Scots turn out to help those in need as extreme snow hits communities

Alasdair Clark

People in communities across Scotland have offered help to their neighbours affected by the snow 

SERVICES ACROSS THE COUNTRY have been interrupted due to extreme weather conditions, but local councillors and ordinary people have rushed to the aid of their neighbours who have been left without their normal support. 

CommonSpace spoke with Fife councillor Mary Lockhart as she left home to help an elderly lady whose ordinary care service had been interrupted. 

“People are at their best when there is a crisis, I’ve been inundated with offers of assistance since I reached out to people on social media,” she said. “Just before I spoke with you, a local person got in touch to say they were ‘ready when I was’ and had prepared soup and other hot food that could be delivered to those without.” 

Councillor Lockhart posted on social media on Wednesday night after she heard a local food bank had been forced to close.

“If no alternative can be found, I will do my best to have emergency food available and to get out if it is safe to do on foot,” Lockhart posted online on Wednesday evening. 

“People are at their best when there is a crisis, I’ve been inundated with offers of assistance.” Fife councillor Mary Lockhart

Nurses and carers across Scotland who have been unable to make it to work have also been offering assistance to local.

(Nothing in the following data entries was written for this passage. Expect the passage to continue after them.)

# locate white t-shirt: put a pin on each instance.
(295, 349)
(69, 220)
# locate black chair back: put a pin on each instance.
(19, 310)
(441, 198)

One carer who could not make it to work as normal said she had been visiting elderly neighbours on foot in her local area to make sure they were safe at home, helping them to prepare meals. 

CommonSpace understands that most local authorities are continuing to provide a limited number of urgent services, but these are delayed with staff not being able to reach their work safely.

The Community Off-Road Transport Action Group 4×4 response (COTAG) have also been assisting emergency services who are at full stretch. 

The group of highly-trained volunteers use their 4X4 vehicles to help people who have become stranded in their cars, providing a specialist capability and much-needed expertise to Police Scotland and NHS Grampian to help support local communities.

Another NHS support worker, Suzan Henderson, posted online on Thursday morning offering to help vulnerable adults in her area who had been left without care. 

Police Scotland said that although the emergency services were busy dealing with incidents, most people had listened to their warnings and avoided travel. 

A further meeting of the Scottish Government’s Resilience Room was held on Wednesday evening to discuss the response to the severe weather, chaired by Deputy First Minister John Swinney and attended by First Minister Nicola Sturgeon and transport minister Humza Yousaf.

Humza Yousaf said: “The travel advice in the affected areas today could not be clearer – do not travel unless it is absolutely necessary to do so.

“Even after the red warning is lifted, large parts of Scotland will still be subject to high-level amber weather warnings for snow. This should not be underestimated.”